On another note with that, I consciously made a decision to be more accepting and less judgmental towards people based on their skin color. Why? because my father was very racist and prejudiced towards African-Americans when I was growing up and it hurt me in the long run. I lost several friends when I would have them over and they would hear him complaining loudly about his employees in a derogatory manner. And so I chose to be more accepting and understanding, to favor or dislike people solely on an individual basis, never as a group.

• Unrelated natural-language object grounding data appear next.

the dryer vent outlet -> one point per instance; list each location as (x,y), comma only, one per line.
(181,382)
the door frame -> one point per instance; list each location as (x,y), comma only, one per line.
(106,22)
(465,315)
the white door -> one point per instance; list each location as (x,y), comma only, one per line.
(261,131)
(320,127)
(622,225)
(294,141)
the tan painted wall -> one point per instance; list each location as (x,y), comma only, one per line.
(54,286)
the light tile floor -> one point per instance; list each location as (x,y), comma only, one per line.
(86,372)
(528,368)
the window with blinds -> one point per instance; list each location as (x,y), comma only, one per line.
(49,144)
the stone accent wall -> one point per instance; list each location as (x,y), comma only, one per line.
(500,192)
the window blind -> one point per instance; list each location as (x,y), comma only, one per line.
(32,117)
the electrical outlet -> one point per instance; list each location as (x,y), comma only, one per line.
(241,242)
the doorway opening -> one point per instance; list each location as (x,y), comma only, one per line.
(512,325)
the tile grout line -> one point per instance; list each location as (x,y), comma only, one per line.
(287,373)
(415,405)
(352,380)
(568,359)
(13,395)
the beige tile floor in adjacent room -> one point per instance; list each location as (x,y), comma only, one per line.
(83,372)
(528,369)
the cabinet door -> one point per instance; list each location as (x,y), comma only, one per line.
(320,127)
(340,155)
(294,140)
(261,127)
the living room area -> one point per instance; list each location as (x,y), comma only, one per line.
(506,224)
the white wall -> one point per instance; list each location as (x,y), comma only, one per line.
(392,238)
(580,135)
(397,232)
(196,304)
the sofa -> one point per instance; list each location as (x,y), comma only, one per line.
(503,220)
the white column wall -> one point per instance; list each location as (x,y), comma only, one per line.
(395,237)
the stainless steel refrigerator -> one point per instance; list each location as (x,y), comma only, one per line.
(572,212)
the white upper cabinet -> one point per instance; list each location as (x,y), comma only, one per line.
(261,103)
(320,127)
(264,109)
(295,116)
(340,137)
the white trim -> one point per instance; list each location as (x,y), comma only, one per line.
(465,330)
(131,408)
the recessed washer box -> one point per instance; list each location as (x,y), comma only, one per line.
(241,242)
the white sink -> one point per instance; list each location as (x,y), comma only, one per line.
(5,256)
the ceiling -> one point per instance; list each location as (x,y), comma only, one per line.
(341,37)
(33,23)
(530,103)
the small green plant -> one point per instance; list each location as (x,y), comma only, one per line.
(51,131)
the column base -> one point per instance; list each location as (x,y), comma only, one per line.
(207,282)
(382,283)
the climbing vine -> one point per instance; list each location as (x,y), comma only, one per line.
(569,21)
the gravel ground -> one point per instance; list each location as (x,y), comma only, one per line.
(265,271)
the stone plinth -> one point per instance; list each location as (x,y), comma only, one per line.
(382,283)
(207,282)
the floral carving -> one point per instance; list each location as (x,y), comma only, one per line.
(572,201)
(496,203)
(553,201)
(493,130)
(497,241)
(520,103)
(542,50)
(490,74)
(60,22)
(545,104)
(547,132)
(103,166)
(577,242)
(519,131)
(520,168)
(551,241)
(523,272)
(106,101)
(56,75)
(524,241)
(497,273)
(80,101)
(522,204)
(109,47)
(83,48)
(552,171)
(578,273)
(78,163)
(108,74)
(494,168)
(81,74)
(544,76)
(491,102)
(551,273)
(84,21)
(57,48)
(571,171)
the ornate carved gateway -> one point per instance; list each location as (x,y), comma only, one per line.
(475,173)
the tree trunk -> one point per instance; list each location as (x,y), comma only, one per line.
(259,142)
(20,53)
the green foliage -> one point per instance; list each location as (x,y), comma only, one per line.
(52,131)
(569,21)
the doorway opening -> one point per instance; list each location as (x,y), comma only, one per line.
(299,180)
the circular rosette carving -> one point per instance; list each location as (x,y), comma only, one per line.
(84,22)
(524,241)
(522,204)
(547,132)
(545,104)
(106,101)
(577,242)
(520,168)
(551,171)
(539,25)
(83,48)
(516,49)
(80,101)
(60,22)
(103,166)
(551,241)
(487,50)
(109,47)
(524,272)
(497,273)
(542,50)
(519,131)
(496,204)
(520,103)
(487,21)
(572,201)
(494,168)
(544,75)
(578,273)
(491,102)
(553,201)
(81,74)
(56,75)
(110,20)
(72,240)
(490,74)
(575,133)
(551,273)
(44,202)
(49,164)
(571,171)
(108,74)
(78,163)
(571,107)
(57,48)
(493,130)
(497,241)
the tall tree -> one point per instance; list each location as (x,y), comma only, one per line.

Economically is a little more challenging to explain. I guess I could say I come from a middle-middle class family. My dad worked hard (and paid the price with 3 tours in Vietnam) to give his family a comfortable means. I think he stayed in the Marines longer than he wanted because of the pension and benefits. He gambled to earn us a bit more than his company earned us during its harder times. His business did put us into debt for some time. But nonetheless, I think in my school setting I was somewhere in the middle. I was far from spoiled but I had what I needed and sometimes one of the 20 things I wanted. hehe. But as I get older and I am learning more about the people around me, the economics of those around me, and trying to live comfortably on my own... I even redefine what comfortable means. There are certain things I am used to that I don't need and I am willing to give away, do away with it. I used to think I wanted to have a huge personal library of books. Sure, that's nice, but what is it going to do on those shelves in my house? Collect dust and take up space and be inaccessible to others. If I have read it then I don't need to possess it physically. Same with everything else.

Ok. So my point is that ALL of that makes you be you, the PERSON you are, unique even moreso than a snowflake.